Pemerintah Sedang Siapkan PP "Hak untuk Dilupakan"

Peraturan tersebut nantinya tidak bisa dipakai sembarangan karena ada beberapa pertimbangan yang perlu diperhatikan.

oleh Andina Librianty diperbarui 26 Nov 2016, 18:50 WIB
Diterbitkan 26 Nov 2016, 18:50 WIB

Liputan6.com, Jakarta - Pemerintah sedang menyiapkan Peraturan Pemerintah (PP) soal ketentuan "right to be forgotten" atau "hak untuk dilupakan".

Hal ini diungkapkan Staf Ahli Menteri Bidang Hukum Kementerian Komunikasi dan Informatika, Henri Subiakto di kawasan Cikini, Jakarta (26/11/2016). Menurutnya, peraturan tersebut nantinya tidak bisa dipakai sembarangan. Ada beberapa pertimbangan yang perlu diperhatikan.

Salah satunya adalah orang yang meminta hak tersebut, misalnya, pernah terjerat kasus hukum. Pemberitaan mengenainya banyak muncul di internet. Namun jika di kemudian hari, pengadilan membuktikannya tidak bersalah, ia bisa meminta hak tersebut.
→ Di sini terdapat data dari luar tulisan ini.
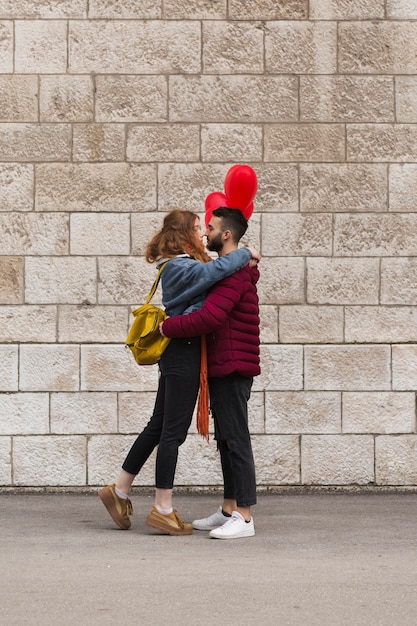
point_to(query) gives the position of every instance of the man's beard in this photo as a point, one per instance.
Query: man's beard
(215, 244)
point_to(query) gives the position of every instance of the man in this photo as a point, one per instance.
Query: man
(230, 319)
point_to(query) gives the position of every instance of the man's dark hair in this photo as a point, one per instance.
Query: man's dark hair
(233, 220)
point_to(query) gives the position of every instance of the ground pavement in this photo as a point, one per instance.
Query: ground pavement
(318, 558)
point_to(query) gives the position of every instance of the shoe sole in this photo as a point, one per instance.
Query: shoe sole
(240, 536)
(166, 528)
(108, 502)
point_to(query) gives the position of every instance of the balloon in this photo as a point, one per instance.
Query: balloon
(240, 186)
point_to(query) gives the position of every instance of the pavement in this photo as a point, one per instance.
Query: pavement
(318, 558)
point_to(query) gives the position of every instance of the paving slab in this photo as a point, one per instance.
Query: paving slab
(317, 559)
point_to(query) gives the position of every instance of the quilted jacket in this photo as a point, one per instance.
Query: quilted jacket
(230, 319)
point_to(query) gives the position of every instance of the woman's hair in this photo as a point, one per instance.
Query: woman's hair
(177, 236)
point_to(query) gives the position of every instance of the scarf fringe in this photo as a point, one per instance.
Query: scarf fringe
(203, 396)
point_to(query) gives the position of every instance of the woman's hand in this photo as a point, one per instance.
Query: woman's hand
(256, 257)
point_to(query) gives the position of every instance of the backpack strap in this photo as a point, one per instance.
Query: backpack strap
(155, 285)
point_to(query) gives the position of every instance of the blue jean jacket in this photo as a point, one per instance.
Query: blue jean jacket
(185, 281)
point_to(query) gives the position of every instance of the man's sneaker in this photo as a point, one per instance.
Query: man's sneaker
(234, 528)
(214, 521)
(170, 524)
(119, 508)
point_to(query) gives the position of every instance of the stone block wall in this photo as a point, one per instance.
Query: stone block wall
(112, 112)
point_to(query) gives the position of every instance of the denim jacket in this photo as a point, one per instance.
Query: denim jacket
(185, 281)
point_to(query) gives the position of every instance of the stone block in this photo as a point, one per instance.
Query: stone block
(5, 460)
(24, 413)
(268, 10)
(222, 142)
(60, 280)
(342, 281)
(311, 324)
(401, 9)
(337, 459)
(361, 99)
(377, 47)
(282, 281)
(300, 47)
(295, 235)
(92, 324)
(129, 98)
(304, 142)
(198, 463)
(281, 369)
(134, 47)
(100, 234)
(75, 413)
(125, 280)
(378, 412)
(115, 187)
(27, 324)
(396, 460)
(404, 367)
(277, 459)
(7, 46)
(398, 283)
(163, 142)
(345, 188)
(66, 98)
(374, 324)
(35, 142)
(242, 99)
(406, 99)
(403, 187)
(194, 10)
(18, 98)
(34, 234)
(41, 46)
(106, 454)
(375, 235)
(44, 9)
(98, 142)
(382, 142)
(113, 368)
(233, 47)
(292, 412)
(143, 227)
(11, 280)
(49, 461)
(16, 187)
(124, 9)
(269, 323)
(347, 368)
(134, 411)
(350, 10)
(45, 367)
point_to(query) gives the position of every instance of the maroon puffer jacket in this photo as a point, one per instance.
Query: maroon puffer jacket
(230, 319)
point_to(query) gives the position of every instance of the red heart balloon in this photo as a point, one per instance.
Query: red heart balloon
(240, 186)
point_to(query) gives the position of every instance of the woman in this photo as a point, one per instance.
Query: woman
(185, 281)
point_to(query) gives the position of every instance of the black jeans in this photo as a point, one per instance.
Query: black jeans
(229, 404)
(174, 405)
"Jadi tidak sembarangan orang bisa minta, harus ada keputusan dari pengadilan terlebih dahulu," kata Henri kepada tim Tekno Liputan6.com.

Sayangnya, Henri tidak mengungkapkan lebih lanjut kapan PP itu akan diberlakukan. "Jalannya masih panjang, kita lihat nanti," sambungnya.

Sebagai informasi, "hak untuk dilupakan" merupakan tambahan ketentuan yang ada dalam Undang-Undang Informasi dan Transaksi Elektronik (ITE) yang telah disahkan bulan lalu. Pemerintah dan DPR sepakat muatan materi perubahan dalam UU tersebut menambahkan "hak untuk dilupakan" pada Pasal 26.

Penjelasannya adalah setiap penyelenggara sistem elektronik wajib menghapus informasi elektronik yang tidak relevan, yang berada di bawah kendalinya atas permintaan orang yang bersangkutan berdasarkan penetapan pengadilan. Lalu, setiap penyelenggara sistem elektronik wajib menyediakan mekanisme penghapusan informasi elektronik yang sudah tidak relevan.

Adapun "hak untuk dilupakan" ini, telah didiskusikan dan dipraktikkan di Uni Eropa dan Argentina sejak 2006. 

Masalah ini muncul dari keinginan individu untuk menentukan perkembangan kehidupan mereka dengan cara yang otonom, tanpa terus-menerus atau secara berkala stigma sebagai konsekuensi dari tindakan tertentu yang dilakukan di masa lalu.